Mercredi 8 février, j’ai rendez-vous avec Shirin, une habitante du petit village d’Al-Walaja, non loin de Bethleem. Cette visite est tout d’abord l’occasion de découvrir les paysages magnifiques que vous offre le trajet depuis Ramallah jusqu’à Bethleem mais aussi de tenter de mieux percevoir la réalité du mur qui ne cesse de diviser les Palestiniens, morcelant les Territoires en petites parcelles, et repoussant toujours plus loin l’objectif d’unité devant à terme favoriser la constitution d’un Etat palestinien.

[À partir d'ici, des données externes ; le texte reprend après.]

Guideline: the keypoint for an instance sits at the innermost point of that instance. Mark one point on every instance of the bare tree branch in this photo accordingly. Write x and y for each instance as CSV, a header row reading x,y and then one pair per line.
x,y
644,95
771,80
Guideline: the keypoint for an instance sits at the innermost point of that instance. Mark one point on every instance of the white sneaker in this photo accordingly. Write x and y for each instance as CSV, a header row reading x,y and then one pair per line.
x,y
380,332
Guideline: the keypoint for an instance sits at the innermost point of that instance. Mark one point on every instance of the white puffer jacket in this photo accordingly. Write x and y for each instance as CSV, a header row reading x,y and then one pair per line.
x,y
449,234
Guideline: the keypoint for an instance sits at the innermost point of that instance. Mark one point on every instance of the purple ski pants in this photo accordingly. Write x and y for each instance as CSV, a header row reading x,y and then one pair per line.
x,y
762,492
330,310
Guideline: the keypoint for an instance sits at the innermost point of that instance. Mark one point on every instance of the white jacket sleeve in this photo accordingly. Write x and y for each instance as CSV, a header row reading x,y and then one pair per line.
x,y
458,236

Shirin m’accueille donc chez elle pour que nous puissions discuter des activités qu’elle mène en tant qu’activiste engagée dans et pour son village. Elle m’explique notamment combien il est devenu difficile de concrétiser les manifestations contre l’occupation au sein du village tant ses habitants sont fatigués de lutter sans jamais recevoir aucune perspective encourageante pour l’avenir. Ainsi, le mur sépare désormais le village des habitations israéliennes progressivement implantées sur les terres palestiniennes. Shirin m’explique aussi qu’il est devenu impossible pour elle et son peuple de prouver que ces terres sont les leurs, au vu notamment de la mainmise et du contrôle que les autorités israéliennes entretiennent sur la délivrance des permis de bâtir.

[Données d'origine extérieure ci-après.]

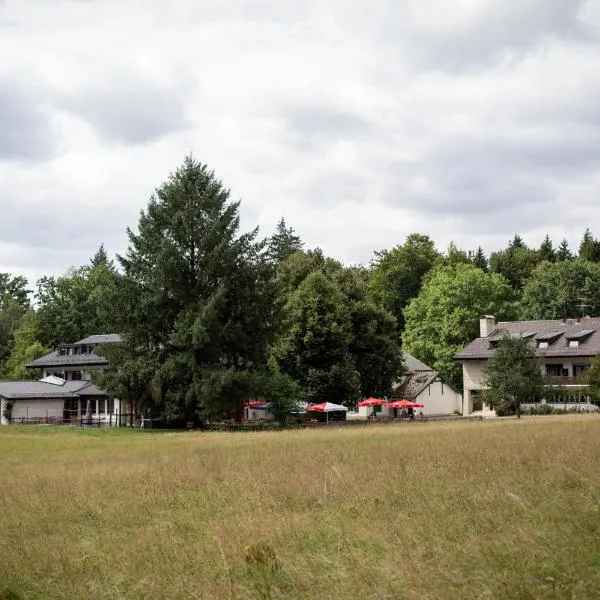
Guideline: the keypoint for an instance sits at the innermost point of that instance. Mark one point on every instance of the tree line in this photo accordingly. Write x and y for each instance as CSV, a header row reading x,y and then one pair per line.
x,y
212,316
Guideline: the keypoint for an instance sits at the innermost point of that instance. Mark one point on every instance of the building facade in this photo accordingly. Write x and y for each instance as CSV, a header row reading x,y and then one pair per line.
x,y
65,393
565,348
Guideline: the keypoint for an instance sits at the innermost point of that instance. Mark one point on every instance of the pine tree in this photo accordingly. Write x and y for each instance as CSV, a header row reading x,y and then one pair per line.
x,y
589,249
563,252
283,243
479,260
546,251
194,303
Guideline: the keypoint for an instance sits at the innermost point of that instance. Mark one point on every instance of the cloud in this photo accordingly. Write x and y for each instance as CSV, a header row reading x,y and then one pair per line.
x,y
465,120
25,130
128,110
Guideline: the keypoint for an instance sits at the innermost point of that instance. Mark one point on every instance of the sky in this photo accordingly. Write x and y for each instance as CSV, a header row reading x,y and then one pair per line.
x,y
360,123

Lors de notre entretien, Shirin me fait également part de l’omniprésence israélienne dans sa vie et elle me confie qu’il n’y a, selon elle, aucun doute à avoir quant à la stratégie de l’Etat d’Israël : il ne s’agit pas de sécurité, il s’agit de s’approprier les terres de leurs voisins. Il s’agit de les priver de leurs ressources foncières et de peu à peu les isoler de manière à ce que jamais ne soit possible la constitution d’un Etat palestinien. Le morcellement du territoire permettra à terme de faire taire les revendications du peuple palestinien et d’étouffer d’emblée tous projets visant la formation d’un Etat.

À ce propos, Shirin m’explique, qu’il y a, plus en contrebas dans le village, une maison totalement encerclée par un mur qu’on pourrait qualifier de « privé » : les autorités israéliennes ont en effet entrepris de construire une clôture tout autour de l’habitation, au nom de la sécurité de l’Etat. Dès lors, se pose la question de savoir comment l’habitation d’un villageois palestinien peut-elle porter atteinte à la sécurité d’un Etat dont l’armée est l’une des plus puissantes au monde ? Ne doit-on pas ici déceler les traces d’une contradiction flagrante entre désir de sécurité d’un côté et privation totale de liberté de l’autre ? Que peuvent être les conséquences d’une telle contradiction ? Selon Shirin, il s’agira d’un renversement certain de l’Etat d’Israël par ses voisins. En effet, selon elle, jamais les Israéliens n’ont fait en sorte de se faire accepter ni par leur voisinage direct, le peuple palestinien, ni par les autres Etats arabes de la région. À terme, il lui apparaît évident que l’Etat d’Israël ne pourra résister à l’ensemble des adversaires qu’il s’est lui-même créé par la poursuite de l’objectif indéfectible de « sécurité ».